As is mentioned in my previous post, the key to get things done involves one crucial step: planning. Planning doesn’t solve problems itself, but it lays out a clear picture of what you want to achieve through work, the necessary resources that you will need and when you are going to do it. The important thing here is to break things done into small tasks and assign each the exact time that you will need to tackle them. This may sound easy enough, but you won’t bother to do it unless planning has become second nature to you.
“Vertical focus” is sort of a top-down approach, where you start to think about what you want to achieve in your project, what resource/people you need and what specific steps you need to do to make it. This overview planning requires a chunk of time to do whenever you start a project on your own, and it would be a great idea to walk through this with your colleagues and advisors. The end form of this would be two things: a project proposal, including descriptions, motivations, and steps; a calendar marked with tasks with deadlines on every single job. It would also be a great idea to review this top-down plan now and then and see if you are still on track with what you set out to do in the first place. But then again, even those reviews need to get down on paper or system calendar instead of just thinking about doing them in the future.
“Horizontal focus” is essentially the day-to-day task assignment. For example, you might get a message on Slack from your advisor, saying “hey, can you send me a quick summary stats about the price data ?” Or an email on the deadline for submitting your paper to a conference in July. Instead of stockpiling them onto an existing to-do list and forget about them until the deadline is coming up. The tasks need to be put into the system under different projects and assign the time, priorities, and its linkages to other jobs.

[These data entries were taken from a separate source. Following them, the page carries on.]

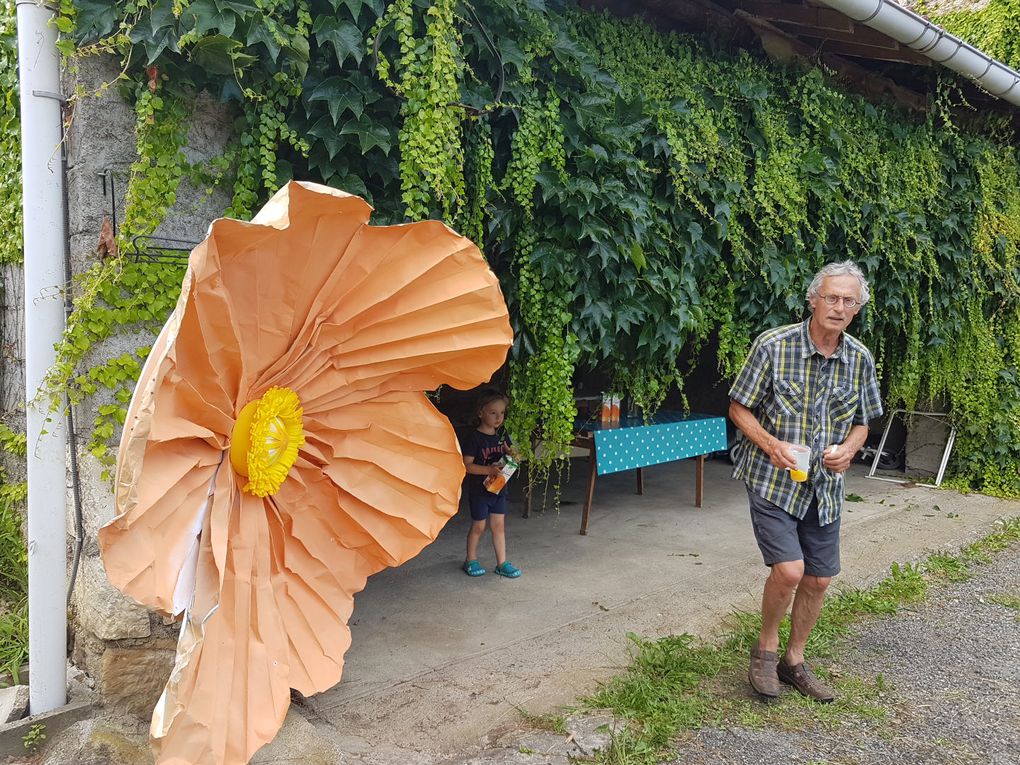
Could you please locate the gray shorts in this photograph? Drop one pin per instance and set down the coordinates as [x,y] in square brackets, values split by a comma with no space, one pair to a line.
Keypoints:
[782,538]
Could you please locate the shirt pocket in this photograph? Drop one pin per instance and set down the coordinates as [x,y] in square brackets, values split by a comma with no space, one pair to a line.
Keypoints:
[844,404]
[789,396]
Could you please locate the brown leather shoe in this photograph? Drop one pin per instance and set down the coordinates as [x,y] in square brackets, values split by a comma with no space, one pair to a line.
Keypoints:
[762,674]
[801,677]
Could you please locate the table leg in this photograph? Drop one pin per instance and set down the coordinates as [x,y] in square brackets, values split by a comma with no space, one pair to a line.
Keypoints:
[593,472]
[700,480]
[527,491]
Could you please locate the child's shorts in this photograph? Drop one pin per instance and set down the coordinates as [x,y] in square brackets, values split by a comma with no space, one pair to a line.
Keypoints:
[486,504]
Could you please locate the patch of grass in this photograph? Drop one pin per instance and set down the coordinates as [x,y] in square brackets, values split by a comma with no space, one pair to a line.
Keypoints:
[679,682]
[1007,601]
[981,551]
[13,638]
[551,722]
[944,567]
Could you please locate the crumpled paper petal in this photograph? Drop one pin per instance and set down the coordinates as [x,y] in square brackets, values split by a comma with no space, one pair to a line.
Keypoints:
[358,320]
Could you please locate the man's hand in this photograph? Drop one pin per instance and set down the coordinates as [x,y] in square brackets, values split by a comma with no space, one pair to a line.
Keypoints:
[780,455]
[837,457]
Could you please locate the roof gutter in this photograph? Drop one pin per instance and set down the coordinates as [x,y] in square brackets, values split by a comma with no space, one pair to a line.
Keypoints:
[919,34]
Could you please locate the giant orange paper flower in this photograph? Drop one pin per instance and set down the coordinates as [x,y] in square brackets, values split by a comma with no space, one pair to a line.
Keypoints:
[278,450]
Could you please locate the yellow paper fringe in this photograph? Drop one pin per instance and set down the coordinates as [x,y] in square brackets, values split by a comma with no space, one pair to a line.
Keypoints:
[276,435]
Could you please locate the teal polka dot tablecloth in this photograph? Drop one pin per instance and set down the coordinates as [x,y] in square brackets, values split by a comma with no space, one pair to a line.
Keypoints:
[669,437]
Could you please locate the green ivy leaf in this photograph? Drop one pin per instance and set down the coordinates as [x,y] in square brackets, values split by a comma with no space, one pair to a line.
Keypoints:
[369,133]
[220,55]
[94,19]
[355,6]
[340,97]
[346,39]
[259,33]
[638,256]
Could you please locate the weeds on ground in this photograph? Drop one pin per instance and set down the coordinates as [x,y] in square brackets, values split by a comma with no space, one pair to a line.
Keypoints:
[678,682]
[1007,601]
[13,579]
[551,722]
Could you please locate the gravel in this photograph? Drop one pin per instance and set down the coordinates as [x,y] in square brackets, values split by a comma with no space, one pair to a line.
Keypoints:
[951,668]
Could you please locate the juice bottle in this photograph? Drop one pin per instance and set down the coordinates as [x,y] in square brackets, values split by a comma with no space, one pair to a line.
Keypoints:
[800,471]
[495,483]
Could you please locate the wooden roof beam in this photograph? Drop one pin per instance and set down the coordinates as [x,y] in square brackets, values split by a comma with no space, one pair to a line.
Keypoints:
[801,15]
[783,46]
[896,54]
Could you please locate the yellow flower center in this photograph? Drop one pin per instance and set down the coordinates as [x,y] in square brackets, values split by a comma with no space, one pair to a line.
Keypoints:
[265,440]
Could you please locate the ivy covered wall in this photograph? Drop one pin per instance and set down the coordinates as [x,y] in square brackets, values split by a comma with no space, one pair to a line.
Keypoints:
[639,194]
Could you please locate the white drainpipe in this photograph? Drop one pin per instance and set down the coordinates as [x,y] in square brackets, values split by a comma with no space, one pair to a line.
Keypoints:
[42,180]
[918,33]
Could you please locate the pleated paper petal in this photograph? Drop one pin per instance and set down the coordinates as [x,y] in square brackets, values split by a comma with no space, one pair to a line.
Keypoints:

There are excellent tools to make this process a lot easier. OmniFocus addresses the principles of the getting things done book. But unfortunately a bit pricey and only available on IOS/Mac platforms. I use a free software called freedcamp and below is a picture of one week on my calendar: tasks are divided into different projects, highlighted by priorities and deadlines. The weekly overview gives a clear view of every single step that you need to do every day, and you can start off your day without wondering about what to do today.
Planning is a typical example of the “important but not urgent” quadrant of the time management matrix in the book 7 habits of highly effective people. I have hated management books for years, yet here I am after struggling to do things in my procrastinating way. Spend a lot of time on planning and planning a lot, they will pay off eventually and often quicker than you think they would be.